Category Archives: Sphinx

Apology, Updates and Misc.

There are some questions on LinkedIn about the whereabouts of this blog.   As you may notice, I haven't done any updates for a while.   I was crazy busy by work in Voci (Good!) and many life challenges, just like everyone.    Having a lot of fun with programming, as I am working with two of my most favorite languages - C and Python.  Life is not bad at all.

My apology to all readers though, it could be tough to blog sometimes.  Hopefully, this situation will change later this year.....

Couple of worthwhile news in ASR,  Goldman-Sach won the trial in the Dragon law suit.  There is also the VB's piece of MS doubling up speed in their recognizer.

I don't know how to make out of the lawsuit but only feel a bit sad.  Dragon has been the homes of many elite speech programmers/developers/researchers.  Many old-timers of speech were there.   Most of them sigh about the whole L&H fiasco.   If I were them, I would feel the same too.   In fact, once you know a bit of ASR history, you would notice that the fall of L&H gave rise to one you-know-its-name player nowadays.  So in a way, the fate of two generations of ASR guys are altered.

As for the MS piece, we are following another trend these days, which is the emergence of DBN.  Is it surprising?  Probably not, it's rather easy to speed up neural network calculation.  (Training is harder, but that's what DBN is strong compared to previous NN approach.)

On Sphinx, I will point out one recent bug contributed by Ricky Chan, which exposed a problem in bw's MMIE training.   I am yet to try it but I believe Nick has already incorporated into the open-source code base.

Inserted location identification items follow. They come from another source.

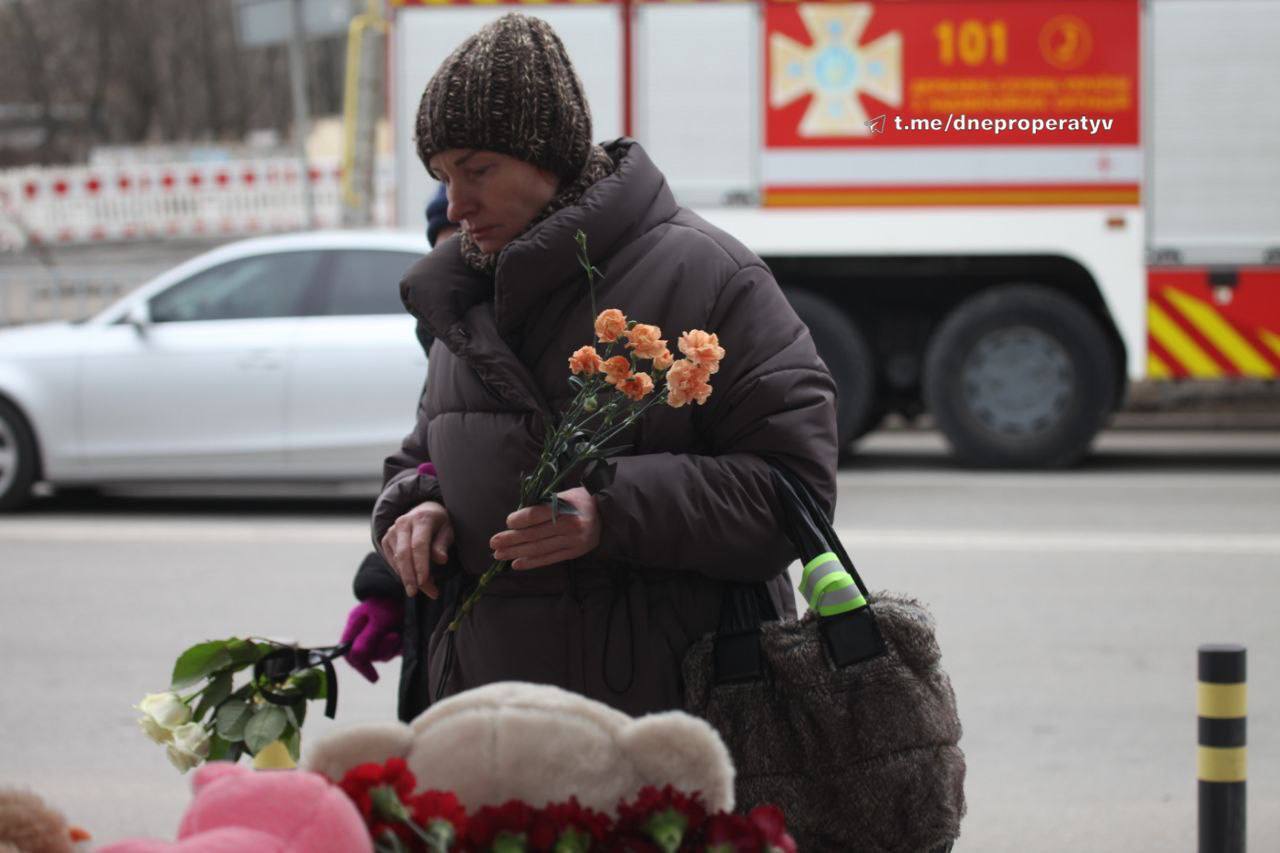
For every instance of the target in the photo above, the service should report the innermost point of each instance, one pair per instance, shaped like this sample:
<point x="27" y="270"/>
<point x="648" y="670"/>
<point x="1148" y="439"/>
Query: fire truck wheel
<point x="842" y="346"/>
<point x="17" y="457"/>
<point x="1019" y="377"/>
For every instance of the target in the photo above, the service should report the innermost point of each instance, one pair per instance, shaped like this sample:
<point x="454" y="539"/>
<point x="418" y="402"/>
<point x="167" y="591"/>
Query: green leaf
<point x="310" y="683"/>
<point x="572" y="840"/>
<point x="219" y="748"/>
<point x="292" y="739"/>
<point x="297" y="712"/>
<point x="219" y="688"/>
<point x="508" y="843"/>
<point x="199" y="662"/>
<point x="266" y="725"/>
<point x="242" y="652"/>
<point x="232" y="719"/>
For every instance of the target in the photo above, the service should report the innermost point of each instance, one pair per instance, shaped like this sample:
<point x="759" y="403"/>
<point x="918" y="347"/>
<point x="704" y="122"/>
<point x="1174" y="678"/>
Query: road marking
<point x="347" y="532"/>
<point x="62" y="530"/>
<point x="1064" y="541"/>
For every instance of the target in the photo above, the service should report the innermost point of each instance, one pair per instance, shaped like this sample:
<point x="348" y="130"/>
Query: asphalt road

Another items which Nick has been stressing lately is to use python, instead of perl, as the scripting language of SphinxTrain.   I think that's a good trend.  I like perl and use one-liner, map/grep type of program a lot.  Generally though, it's hard to find a concrete coding standard for perl.   Whereas python seems to be cleaner and naturally lead to OOP.  This is an important issue - perl programmers and perl programming style seems to be spawned from many different type of languages.   The original (bad) C programmer would fondly use globals and write functions with 10 arguments.  The original C++ programmer might expect language support on OOP but find that "it is just a hash".   These style difference could make perl training script hard to maintain.

That's why I like python more.  Even very bad script seems to convert itself to more maintainable script.   There is also a good pathway for python/C connect.  (Cython is probably the best.)

In any case, that's what I have this time.  I owe all of you many articles.  Let's see if I can write some in the near future.

Arthur

Me and CMU Sphinx

As I update this blog more frequently, I noticed more and more people are directed to here.   Naturally,  there are many questions about some work in my past.   For example, "Are you still answering questions in CMUSphinx forum?"  and generally requests to have certain tutorial.  So I guess it is time to clarify my current position and what I plan to do in future.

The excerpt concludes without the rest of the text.